From Unknown to Known: Personalization for Anonymous Users
Anonymous users, you know them. Well, actually you don’t…but you can. Anonymous users are individuals who take action on your digital properties, but do not—for one reason or another—choose to create an account or log in. Often, they’re users who choose to
“continue as a guest” when that option is available.
Figuring out how to identify and personalize the experience for anonymous users is a competitive advantage for brands, but most companies aren’t taking advantage of it.
Now Is the Time to Identify Your Anonymous Users and Personalize Their Experience
In 2021, Braze conducted a study of 1,000+ companies and over 5 billion users and found that 57% of new users for these brands were anonymous users and, of those new users, 80% never received any marketing messaging campaigns (such as email marketing messages or push notifications) from brands.
In the wake of Google’s announcement that it plans to discontinue the use of third-party cookies and Apple’s debut of new privacy features, brands are recognizing the need to invest in zero- and first-party data strategies to better understand who their users are.
As part of our annual market research study of the top trends in the customer engagement landscape, the Braze Global Customer Engagement Review, we found that more than one-third of surveyed brands (38%) plan to step up their zero- and first-party data collection methods. Zero-party data is data that your customers are explicitly sharing with your brand, such as their name and contact information when they fill out a lead capture form, while first-party data is inclusive of both this type of direct data as well as indirect data, such as a user’s browsing activity.
As brands invest more heavily in learning more about their users, collecting zero- and first-party data about their anonymous users needs to be part of that broader strategy.
What Happens When Brands Identify and Engage Anonymous Users
Brands that market to their anonymous users—leveraging both in-product and out-of-product messaging channels—can drive engagement by up to 9.5X.
Similarly, brands that take a cross-channel approach to messaging their anonymous users that includes both in-product and out-of-product channels can boost long-term retention by up to 3.7X.
What You Can Do to Identify Your Anonymous User and Personalize the Anonymous User Experience
Use what you do know about your anonymous users to personalize the experience. You might not know their name, but you should have other information, such as their app and website browsing activity, and session timezone, that you can use to personalize their experience.
Leverage in-app messaging and in-browser messaging to collect more insights.
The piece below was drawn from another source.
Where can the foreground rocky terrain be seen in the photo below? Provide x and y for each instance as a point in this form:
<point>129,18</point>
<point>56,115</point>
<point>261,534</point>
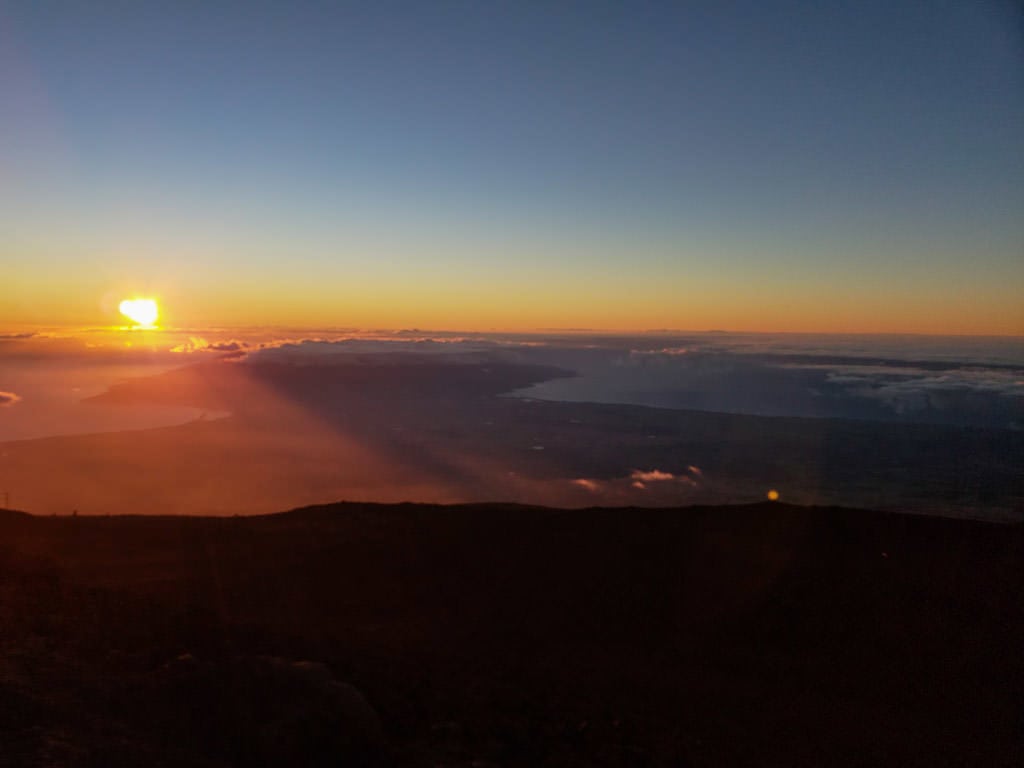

Before asking anonymous users to create an account, deploy messages in your app or on your website that ask visitors about their interests.
Use these insights to personalize future messaging and experiences within your app and website.
Take a cross-channel approach to encourage anonymous users to complete the account sign-up process—this tactic can help brands boost registrations by 15X, according to Braze insights.
Get even more ideas for how your brand can identify your anonymous users and personalize their experience with these six anonymous user campaigns designed to activate, retain, and monetize your unknown users.
For this analysis, Braze pulled anonymized and aggregated behavioral data from over 795 brands across its US, APAC, and EU clusters to analyze app activity, message engagement, and purchasing trends by industry. These statistics span January 1–December 31, 2021 and include data from over 5.4 billion user profiles and 52 sub-industries. The raw data has been cleaned using volume and company count checks so that no one brand or group of brands is over-represented. For all purchase- and messaging-related stats, only brands tracking the relevant information have been included so as not to skew the analysis. All uplift figures greater than 100% are rounded to the nearest decimal point, and all uplift figures below 100% are rounded to the nearest whole percent. When comparing two rounded numbers, percent change metrics are calculated as the difference between the two numbers after rounding.